Thus the germs of all his latest works lie in this unjustly neglected and despised play, which has suffered under a double disadvantage: it is not entirely Shakespeare's work, and in such portions of it as are his own there exist, in the dark shadow cast by her hideous surroundings about Marina, traces of that gloomy mood from which he was but just emerging. But for all that, whether we look upon it as a contribution to Shakespeare's biography or as a poem, this beautiful and remarkable fragment, Pericles, is a work of the greatest interest.[3]
[1] The complete title runs thus:—"The late, and much admired Play, called Pericles, Prince of Tyre, with the true Relation of the whole History, adventures, and fortunes of the said Prince: As also, The no lesse strange and worthy accidents, in the Birth and Life of his Daughter MARIANA. As it hath been diuers and sundry times acted by his Maiesties Seruants, at the Globe on the Bancside. By William Shakespeare. Imprinted at London for Henry Gosson, and are to be sold at the Signe of the Sunne in Paternoster Row. 1609."

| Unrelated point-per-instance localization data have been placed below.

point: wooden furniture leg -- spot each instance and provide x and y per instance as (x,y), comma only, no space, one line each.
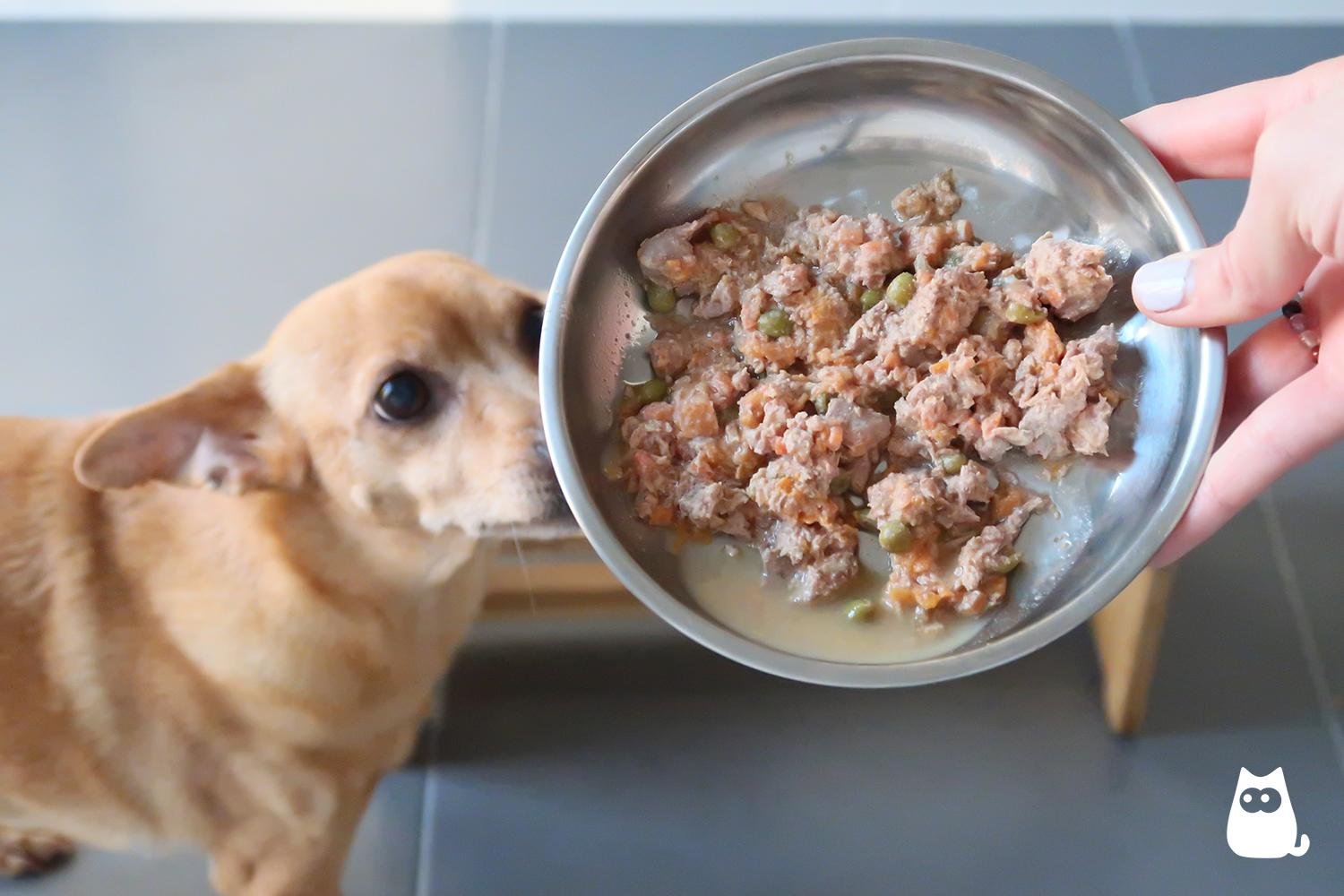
(1128,632)
(567,579)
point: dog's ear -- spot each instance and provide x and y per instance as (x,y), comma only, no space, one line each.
(218,435)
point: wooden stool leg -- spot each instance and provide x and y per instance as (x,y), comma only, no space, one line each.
(1128,632)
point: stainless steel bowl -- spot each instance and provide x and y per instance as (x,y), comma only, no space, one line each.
(849,125)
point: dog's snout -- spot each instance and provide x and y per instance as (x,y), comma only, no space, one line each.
(539,449)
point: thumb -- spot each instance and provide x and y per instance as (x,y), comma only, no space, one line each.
(1262,263)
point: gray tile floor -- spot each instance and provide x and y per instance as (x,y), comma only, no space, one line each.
(168,191)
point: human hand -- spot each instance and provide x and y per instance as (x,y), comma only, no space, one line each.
(1279,408)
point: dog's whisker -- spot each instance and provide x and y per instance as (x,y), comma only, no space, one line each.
(521,564)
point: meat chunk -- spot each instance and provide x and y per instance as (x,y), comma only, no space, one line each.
(1069,276)
(986,557)
(668,258)
(943,308)
(862,252)
(1054,397)
(932,201)
(965,395)
(717,506)
(863,429)
(917,498)
(820,559)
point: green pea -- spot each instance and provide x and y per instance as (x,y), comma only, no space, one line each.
(650,392)
(900,289)
(661,298)
(895,536)
(725,236)
(860,610)
(776,323)
(1019,314)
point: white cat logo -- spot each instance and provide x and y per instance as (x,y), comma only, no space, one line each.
(1261,823)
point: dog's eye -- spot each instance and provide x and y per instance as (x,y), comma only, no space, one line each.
(530,330)
(402,398)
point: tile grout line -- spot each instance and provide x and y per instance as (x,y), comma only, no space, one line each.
(1297,607)
(484,201)
(489,142)
(429,793)
(1134,64)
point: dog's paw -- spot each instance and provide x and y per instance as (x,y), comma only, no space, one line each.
(31,852)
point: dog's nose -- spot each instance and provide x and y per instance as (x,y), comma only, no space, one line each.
(539,447)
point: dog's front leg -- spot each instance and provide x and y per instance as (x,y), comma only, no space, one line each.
(266,856)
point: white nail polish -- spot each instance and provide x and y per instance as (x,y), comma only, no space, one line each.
(1161,285)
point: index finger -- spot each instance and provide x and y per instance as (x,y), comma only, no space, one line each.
(1215,134)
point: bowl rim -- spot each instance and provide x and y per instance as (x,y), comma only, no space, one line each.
(1034,633)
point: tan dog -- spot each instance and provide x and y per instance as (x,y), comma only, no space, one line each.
(222,613)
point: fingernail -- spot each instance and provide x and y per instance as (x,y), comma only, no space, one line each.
(1160,285)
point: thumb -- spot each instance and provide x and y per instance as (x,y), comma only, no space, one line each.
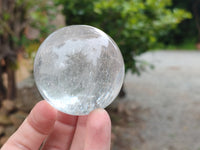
(34,129)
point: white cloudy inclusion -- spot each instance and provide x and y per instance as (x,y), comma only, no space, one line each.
(78,69)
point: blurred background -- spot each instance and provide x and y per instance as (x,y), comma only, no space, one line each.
(158,107)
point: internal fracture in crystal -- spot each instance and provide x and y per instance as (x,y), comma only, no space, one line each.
(79,68)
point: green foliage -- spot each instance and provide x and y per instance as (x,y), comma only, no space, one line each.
(187,30)
(23,14)
(135,25)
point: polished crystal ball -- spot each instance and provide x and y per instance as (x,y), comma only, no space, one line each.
(78,68)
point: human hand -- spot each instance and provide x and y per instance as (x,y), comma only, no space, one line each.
(60,131)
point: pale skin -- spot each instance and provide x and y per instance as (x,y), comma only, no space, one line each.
(59,131)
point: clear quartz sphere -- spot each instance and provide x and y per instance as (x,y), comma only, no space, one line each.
(78,68)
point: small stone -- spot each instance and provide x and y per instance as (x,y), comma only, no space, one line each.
(5,120)
(8,105)
(18,118)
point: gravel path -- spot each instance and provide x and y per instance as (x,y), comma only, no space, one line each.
(172,94)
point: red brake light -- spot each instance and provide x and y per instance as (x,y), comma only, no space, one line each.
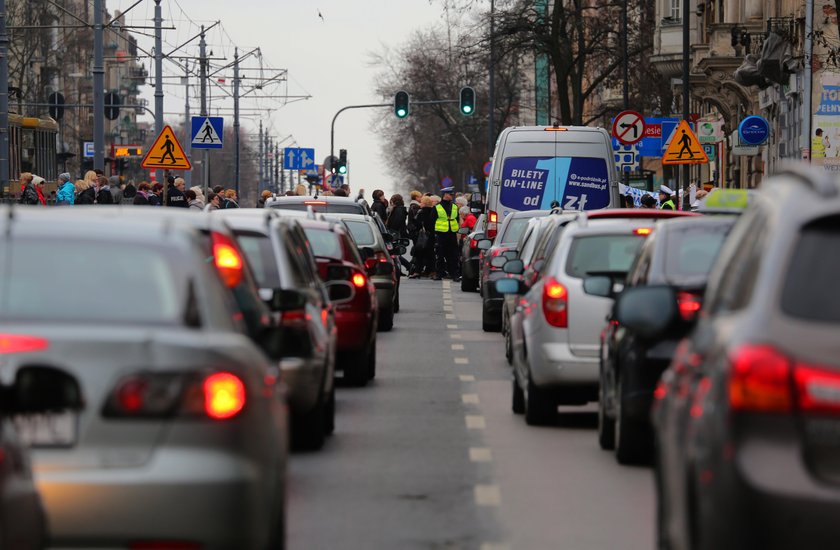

[2]The Triar Table determines their order thus:—
| Troilus and Cressida | 1606-7 |
| Antony and Cleopatra | 1606-7 |
| Coriolanus | 1607-8 |
| Timon of Athens. | 1607-8 |
[3] Delius: Ueber Shakespeare's Pericles, Prince of Tyre. Jahrbuch der deutschen Shakespeare-Gesellschaft, iii. 175-205; F. G. Fleay: On the Play of Pericles. The New Shakspere Society's Transactions, 1874, 195-254; Swinburne: A Study of Shakespeare, p. 206; Gervinus: Shakespeare, vol. i. 187, and Elze: Shakespeare, p. 409, still believe Pericles to be a work of Shakespeare's youth.